Improving NER BERT performing POS tagging

Hi everyone,
I’m fine-tuning BERT to perform a NER task.
I’m wondering, if I fine-tune the same BERT model used for NER, to perform a POS tagging task, could the performance of NER task be improved?
To clarify the question:

class EntityModel(nn.Module):
    def __init__(self, num_tag, num_pos):
        super(EntityModel, self).__init__()
        self.num_tag = num_tag
        self.num_pos = num_pos
        self.bert = transformers.BertModel.from_pretrained(config.BASE_MODEL_PATH)
        self.bert_drop_1 = nn.Dropout(0.3)
        self.bert_drop_2 = nn.Dropout(0.3)
        self.out_tag = nn.Linear(768, self.num_tag)
        self.out_pos = nn.Linear(768, self.num_pos)
    
    def forward(self, ids, mask, token_type_ids, target_pos, target_tag):
        o1, _ = self.bert(ids, attention_mask=mask, token_type_ids=token_type_ids)

        bo_tag = self.bert_drop_1(o1)
        bo_pos = self.bert_drop_2(o1)

        tag = self.out_tag(bo_tag)
        pos = self.out_pos(bo_pos)

        loss_tag = loss_fn(tag, target_tag, mask, self.num_tag)
        loss_pos = loss_fn(pos, target_pos, mask, self.num_pos)

        loss = (loss_tag + loss_pos) / 2

        return tag, pos, loss

This is my model.
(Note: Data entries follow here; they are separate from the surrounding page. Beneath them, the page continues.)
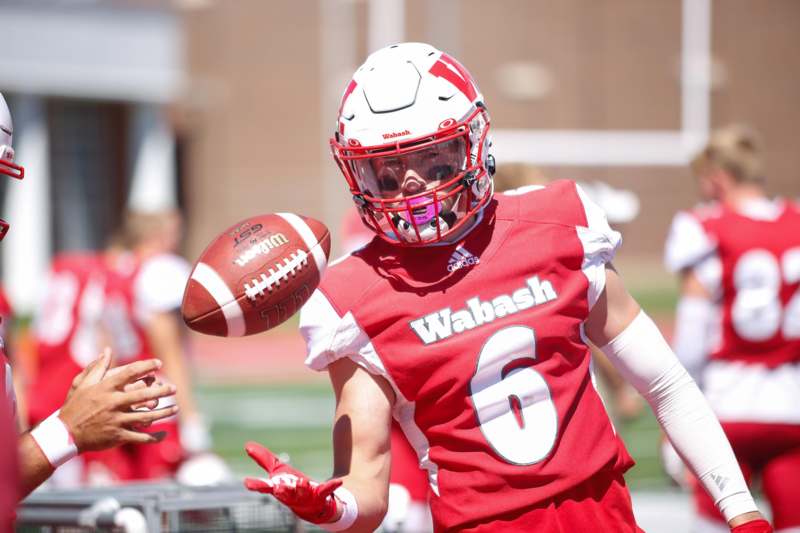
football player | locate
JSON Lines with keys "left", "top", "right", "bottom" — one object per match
{"left": 244, "top": 45, "right": 772, "bottom": 532}
{"left": 83, "top": 209, "right": 213, "bottom": 483}
{"left": 665, "top": 125, "right": 800, "bottom": 533}
{"left": 0, "top": 92, "right": 178, "bottom": 509}
{"left": 27, "top": 253, "right": 107, "bottom": 449}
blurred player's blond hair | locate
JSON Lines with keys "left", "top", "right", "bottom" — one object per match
{"left": 109, "top": 209, "right": 183, "bottom": 254}
{"left": 691, "top": 124, "right": 764, "bottom": 184}
{"left": 491, "top": 162, "right": 549, "bottom": 192}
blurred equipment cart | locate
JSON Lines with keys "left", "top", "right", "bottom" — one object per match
{"left": 16, "top": 482, "right": 302, "bottom": 532}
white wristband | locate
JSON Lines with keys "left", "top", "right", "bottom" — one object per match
{"left": 30, "top": 410, "right": 78, "bottom": 468}
{"left": 713, "top": 484, "right": 758, "bottom": 522}
{"left": 322, "top": 486, "right": 358, "bottom": 532}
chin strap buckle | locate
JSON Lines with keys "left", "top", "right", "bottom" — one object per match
{"left": 461, "top": 171, "right": 477, "bottom": 188}
{"left": 352, "top": 194, "right": 368, "bottom": 207}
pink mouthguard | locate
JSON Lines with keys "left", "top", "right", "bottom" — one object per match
{"left": 404, "top": 197, "right": 439, "bottom": 225}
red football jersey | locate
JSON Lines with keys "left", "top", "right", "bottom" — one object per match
{"left": 28, "top": 253, "right": 105, "bottom": 425}
{"left": 101, "top": 253, "right": 151, "bottom": 363}
{"left": 664, "top": 198, "right": 800, "bottom": 425}
{"left": 0, "top": 353, "right": 18, "bottom": 532}
{"left": 0, "top": 286, "right": 14, "bottom": 344}
{"left": 701, "top": 201, "right": 800, "bottom": 367}
{"left": 301, "top": 181, "right": 634, "bottom": 531}
{"left": 101, "top": 252, "right": 191, "bottom": 363}
{"left": 675, "top": 200, "right": 800, "bottom": 367}
{"left": 83, "top": 252, "right": 189, "bottom": 483}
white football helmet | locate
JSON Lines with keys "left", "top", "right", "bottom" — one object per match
{"left": 331, "top": 43, "right": 494, "bottom": 246}
{"left": 0, "top": 93, "right": 25, "bottom": 240}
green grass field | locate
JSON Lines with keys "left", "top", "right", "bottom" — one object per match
{"left": 200, "top": 381, "right": 669, "bottom": 491}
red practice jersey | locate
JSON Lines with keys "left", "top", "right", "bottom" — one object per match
{"left": 0, "top": 286, "right": 14, "bottom": 344}
{"left": 1, "top": 302, "right": 19, "bottom": 528}
{"left": 101, "top": 252, "right": 191, "bottom": 362}
{"left": 28, "top": 253, "right": 105, "bottom": 425}
{"left": 665, "top": 198, "right": 800, "bottom": 425}
{"left": 101, "top": 253, "right": 152, "bottom": 364}
{"left": 698, "top": 201, "right": 800, "bottom": 367}
{"left": 0, "top": 353, "right": 17, "bottom": 532}
{"left": 83, "top": 252, "right": 190, "bottom": 483}
{"left": 301, "top": 181, "right": 634, "bottom": 531}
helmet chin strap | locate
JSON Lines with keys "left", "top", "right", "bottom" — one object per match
{"left": 390, "top": 210, "right": 456, "bottom": 243}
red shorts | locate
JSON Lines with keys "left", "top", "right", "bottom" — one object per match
{"left": 692, "top": 422, "right": 800, "bottom": 530}
{"left": 83, "top": 419, "right": 184, "bottom": 483}
{"left": 441, "top": 471, "right": 643, "bottom": 533}
{"left": 390, "top": 422, "right": 429, "bottom": 503}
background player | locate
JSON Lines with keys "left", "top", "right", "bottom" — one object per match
{"left": 27, "top": 209, "right": 213, "bottom": 485}
{"left": 26, "top": 251, "right": 105, "bottom": 485}
{"left": 664, "top": 125, "right": 800, "bottom": 533}
{"left": 243, "top": 44, "right": 770, "bottom": 532}
{"left": 1, "top": 91, "right": 179, "bottom": 511}
{"left": 84, "top": 209, "right": 215, "bottom": 483}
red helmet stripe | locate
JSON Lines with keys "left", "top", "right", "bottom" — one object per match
{"left": 338, "top": 79, "right": 358, "bottom": 116}
{"left": 429, "top": 54, "right": 478, "bottom": 102}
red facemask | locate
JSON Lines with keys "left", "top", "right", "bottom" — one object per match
{"left": 0, "top": 152, "right": 25, "bottom": 240}
{"left": 332, "top": 107, "right": 493, "bottom": 247}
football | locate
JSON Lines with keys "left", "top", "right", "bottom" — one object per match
{"left": 182, "top": 213, "right": 331, "bottom": 336}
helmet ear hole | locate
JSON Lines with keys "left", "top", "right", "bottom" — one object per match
{"left": 487, "top": 154, "right": 496, "bottom": 176}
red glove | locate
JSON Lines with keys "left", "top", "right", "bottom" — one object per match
{"left": 731, "top": 519, "right": 773, "bottom": 533}
{"left": 244, "top": 441, "right": 342, "bottom": 524}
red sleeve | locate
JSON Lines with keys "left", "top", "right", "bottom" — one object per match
{"left": 0, "top": 356, "right": 19, "bottom": 527}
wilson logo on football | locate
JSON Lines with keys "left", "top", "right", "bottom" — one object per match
{"left": 381, "top": 130, "right": 411, "bottom": 140}
{"left": 233, "top": 233, "right": 290, "bottom": 267}
{"left": 438, "top": 118, "right": 456, "bottom": 129}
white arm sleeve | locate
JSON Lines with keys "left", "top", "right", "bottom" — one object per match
{"left": 671, "top": 296, "right": 714, "bottom": 384}
{"left": 600, "top": 311, "right": 757, "bottom": 522}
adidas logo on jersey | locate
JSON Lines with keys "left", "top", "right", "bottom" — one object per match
{"left": 409, "top": 276, "right": 558, "bottom": 344}
{"left": 447, "top": 246, "right": 480, "bottom": 272}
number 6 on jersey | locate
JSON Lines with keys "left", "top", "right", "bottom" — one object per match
{"left": 470, "top": 326, "right": 558, "bottom": 465}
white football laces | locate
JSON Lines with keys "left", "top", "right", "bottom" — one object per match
{"left": 244, "top": 250, "right": 309, "bottom": 301}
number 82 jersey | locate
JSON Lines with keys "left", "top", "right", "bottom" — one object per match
{"left": 300, "top": 181, "right": 634, "bottom": 531}
{"left": 665, "top": 198, "right": 800, "bottom": 428}
{"left": 665, "top": 199, "right": 800, "bottom": 367}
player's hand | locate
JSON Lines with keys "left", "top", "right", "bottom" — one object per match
{"left": 729, "top": 515, "right": 773, "bottom": 532}
{"left": 244, "top": 441, "right": 343, "bottom": 525}
{"left": 67, "top": 348, "right": 159, "bottom": 409}
{"left": 59, "top": 350, "right": 179, "bottom": 452}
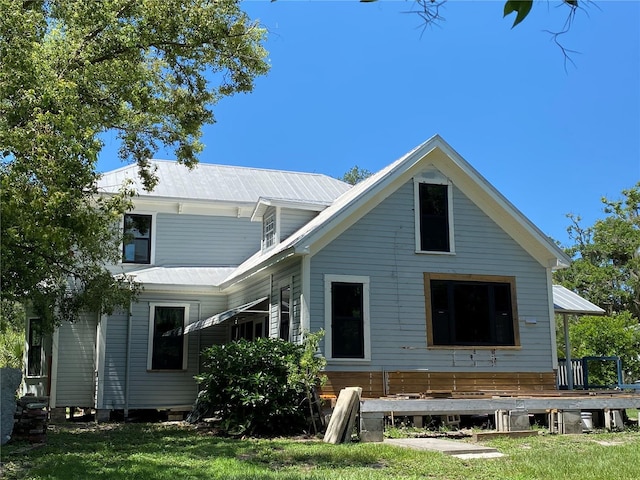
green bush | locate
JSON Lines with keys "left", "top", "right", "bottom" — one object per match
{"left": 192, "top": 334, "right": 325, "bottom": 436}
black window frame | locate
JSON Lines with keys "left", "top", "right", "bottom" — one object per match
{"left": 424, "top": 273, "right": 520, "bottom": 348}
{"left": 418, "top": 182, "right": 451, "bottom": 253}
{"left": 27, "top": 318, "right": 44, "bottom": 377}
{"left": 331, "top": 282, "right": 365, "bottom": 359}
{"left": 123, "top": 213, "right": 152, "bottom": 264}
{"left": 149, "top": 305, "right": 186, "bottom": 370}
{"left": 279, "top": 285, "right": 291, "bottom": 341}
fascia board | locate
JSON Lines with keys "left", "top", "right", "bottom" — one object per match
{"left": 219, "top": 247, "right": 297, "bottom": 291}
{"left": 431, "top": 141, "right": 571, "bottom": 269}
{"left": 136, "top": 284, "right": 224, "bottom": 294}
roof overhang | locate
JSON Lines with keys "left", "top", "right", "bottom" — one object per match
{"left": 250, "top": 197, "right": 330, "bottom": 222}
{"left": 184, "top": 297, "right": 269, "bottom": 334}
{"left": 553, "top": 285, "right": 605, "bottom": 315}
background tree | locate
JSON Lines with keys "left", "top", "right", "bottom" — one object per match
{"left": 0, "top": 0, "right": 269, "bottom": 327}
{"left": 554, "top": 183, "right": 640, "bottom": 383}
{"left": 340, "top": 165, "right": 373, "bottom": 185}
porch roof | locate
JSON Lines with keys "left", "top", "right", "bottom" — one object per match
{"left": 184, "top": 296, "right": 269, "bottom": 334}
{"left": 553, "top": 285, "right": 605, "bottom": 315}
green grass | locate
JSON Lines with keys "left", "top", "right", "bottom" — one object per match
{"left": 1, "top": 423, "right": 639, "bottom": 480}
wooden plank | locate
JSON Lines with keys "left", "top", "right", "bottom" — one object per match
{"left": 323, "top": 387, "right": 362, "bottom": 444}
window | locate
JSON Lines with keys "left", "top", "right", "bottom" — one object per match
{"left": 231, "top": 317, "right": 267, "bottom": 341}
{"left": 415, "top": 180, "right": 453, "bottom": 253}
{"left": 148, "top": 304, "right": 189, "bottom": 370}
{"left": 424, "top": 273, "right": 520, "bottom": 347}
{"left": 27, "top": 318, "right": 43, "bottom": 376}
{"left": 324, "top": 275, "right": 370, "bottom": 361}
{"left": 279, "top": 285, "right": 291, "bottom": 341}
{"left": 123, "top": 214, "right": 152, "bottom": 264}
{"left": 263, "top": 212, "right": 276, "bottom": 249}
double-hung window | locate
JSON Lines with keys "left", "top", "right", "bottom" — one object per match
{"left": 415, "top": 177, "right": 454, "bottom": 253}
{"left": 148, "top": 304, "right": 189, "bottom": 370}
{"left": 27, "top": 318, "right": 44, "bottom": 377}
{"left": 424, "top": 273, "right": 520, "bottom": 347}
{"left": 263, "top": 212, "right": 276, "bottom": 249}
{"left": 123, "top": 214, "right": 152, "bottom": 264}
{"left": 325, "top": 275, "right": 370, "bottom": 361}
{"left": 279, "top": 285, "right": 291, "bottom": 341}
It takes the target_pos, target_entities and the train_data (the sentences) ehich are the same for both the tasks.
For example:

Sentence #,Word,POS,Tag
Sentence: 1:
Thousands,NNS,O
,of,IN,O
,demonstrators,NNS,O
,have,VBP,O
,marched,VBN,O
,through,IN,O
,London,NNP,B-geo
,to,TO,O
,protest,VB,O
,the,DT,O
,war,NN,O
,in,IN,O
,Iraq,NNP,B-geo
,and,CC,O
,demand,VB,O
,the,DT,O
,withdrawal,NN,O
,of,IN,O
,British,JJ,B-gpe
,troops,NNS,O
,from,IN,O
,that,DT,O
,country,NN,O

Two FeedForward layers are used for the POS and NER prediction respectively, but the embeddings come from the same BERT model.
Then, the total loss is calculated as the average loss computed individually from the two tasks.

So, my question is:
Could the NER accuracy/Precision/Recall etc… be improved performing the POS task too?
Many thanks in advance :slight_smile:

1 Like

It’s a reasonable assumption. I remember a paper form Sebastian Ruder that showed multitask learners have better performance on the downstream tasks so I would expect this to give better results.
You need to experiment to be sure though :wink:

1 Like

Thanks for your answer @sgugger.
May you send to me the link to this paper?
Yeah, the testing is always the best solution, but in my case, to experiment with both solution, I should make a lot of effort to change the code and make the labeling :sweat_smile:, so I would like to get an “evidence” first, and then take the decision.

I don’t remember the name of the paper sorry.